The new diagnostic procedure could explain the spike in deaths, according to Raina McIntyre, head of biosecurity research at the Kirby Institute at the University of New South Wales.

“Presumably, there are deaths which occurred in people who did not have a lab diagnosis but did have a CT. It is important that these also be counted,” she told Reuters.

The new testing methodology is only being used in Hubei province, Chinese officials said.

Workers wearing masks walk outside their dormitory in an electronics manufacturing factory in Shanghai, China, as the country is hit by an outbreak of a new coronavirus, Feb. 12. (Photo by Aly Song/Reuters)


The outbreak is one of the biggest tests facing the Chinese government in years and blame has fallen on provincial leaders.

State media reported provincial Communist Party boss Jiang Chaoliang had been sacked as secretary of the Hubei Provincial Committee, and Ma Guoqiang had been removed as party chief in the provincial capital Wuhan.

It did not give a reason for the dismissals but the two are the most high-profile Chinese officials to be removed from duty following the coronavirus outbreak that began in Wuhan late last year.

Dozens of low-level health officials across the country have also lost their jobs for failing to contain the epidemic, which is believed to have emerged from a market in Wuhan where wildlife was traded illegally.

The World Health Organization (WHO) said on Feb. 12 the number of cases of infection in China had stabilized but it was too early to say the epidemic was slowing.

“This outbreak could still go in any direction,” WHO chief Tedros Adhanom Ghebreyesus told a briefing in Geneva.

Hundreds of infections have been reported in more than two dozen other countries and territories, but only two people have died from the virus outside mainland China — one in Hong Kong and one in the Philippines.

A woman wearing a face mask rides an escalator while holding onto the handrail with the use of a tissue, as she makes her way to a supermarket following an outbreak of the novel coronavirus in the country, in Kunming, Yunnan province, China Feb. 13. (Reuters photo)

‘Is this real?’

The biggest cluster of cases outside China is on a cruise ship quarantined off the Japanese port of Yokohama, where a further 44 cases were reported on Feb. 13. In all, 219 of about 3,700 people on board have tested positive.

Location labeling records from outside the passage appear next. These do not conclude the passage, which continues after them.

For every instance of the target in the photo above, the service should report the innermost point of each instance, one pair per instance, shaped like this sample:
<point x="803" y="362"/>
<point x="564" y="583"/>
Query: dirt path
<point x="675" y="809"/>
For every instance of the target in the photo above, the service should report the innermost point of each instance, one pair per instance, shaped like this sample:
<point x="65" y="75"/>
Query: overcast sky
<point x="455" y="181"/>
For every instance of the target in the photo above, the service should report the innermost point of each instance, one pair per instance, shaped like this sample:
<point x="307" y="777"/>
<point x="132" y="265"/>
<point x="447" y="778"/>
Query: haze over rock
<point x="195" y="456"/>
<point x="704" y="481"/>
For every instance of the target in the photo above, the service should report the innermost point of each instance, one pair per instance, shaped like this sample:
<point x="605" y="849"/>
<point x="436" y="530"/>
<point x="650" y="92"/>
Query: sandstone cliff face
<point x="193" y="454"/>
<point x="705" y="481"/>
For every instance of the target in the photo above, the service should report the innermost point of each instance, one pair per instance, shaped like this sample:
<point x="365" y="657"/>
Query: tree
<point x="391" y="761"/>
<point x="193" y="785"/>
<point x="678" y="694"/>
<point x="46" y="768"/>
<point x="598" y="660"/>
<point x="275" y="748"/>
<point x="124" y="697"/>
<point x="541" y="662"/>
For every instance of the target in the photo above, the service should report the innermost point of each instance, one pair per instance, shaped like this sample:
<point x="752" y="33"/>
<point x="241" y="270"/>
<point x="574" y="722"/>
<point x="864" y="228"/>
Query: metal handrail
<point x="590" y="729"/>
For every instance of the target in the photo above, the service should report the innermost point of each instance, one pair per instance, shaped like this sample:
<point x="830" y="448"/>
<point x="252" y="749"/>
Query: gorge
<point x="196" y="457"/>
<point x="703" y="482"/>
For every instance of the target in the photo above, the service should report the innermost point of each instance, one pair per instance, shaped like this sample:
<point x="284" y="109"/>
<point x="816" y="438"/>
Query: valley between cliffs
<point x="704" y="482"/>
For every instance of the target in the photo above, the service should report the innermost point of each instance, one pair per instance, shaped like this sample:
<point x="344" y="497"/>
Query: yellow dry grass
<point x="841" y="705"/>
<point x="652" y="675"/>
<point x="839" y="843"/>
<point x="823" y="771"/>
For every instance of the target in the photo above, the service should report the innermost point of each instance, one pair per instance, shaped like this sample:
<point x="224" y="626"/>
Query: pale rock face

There was a happy ending for another cruise ship, the MS Westerdam, which docked in Cambodia after being denied docking rights in Thailand, Japan, Taiwan, Guam and the Philippines over fears one of its 1,455 passengers and 802 crew might have the virus, even though none had tested positive.

“Just seeing land was such a breathtaking moment,” Angela Jones, an American tourist on the ship, told Reuters. “I thought: Is this real?”

Wuhan, a city of 11 million people, remains under virtual lockdown, and other major Chinese cities are facing severe travel restrictions.

Many airlines have suspended flights to China, while countries have imposed bans or quarantine for people arriving from China, disrupting businesses and playing havoc with conferences and sporting events.

Hong Kong, where 50 cases have been confirmed, extended the suspension of schools to March 16.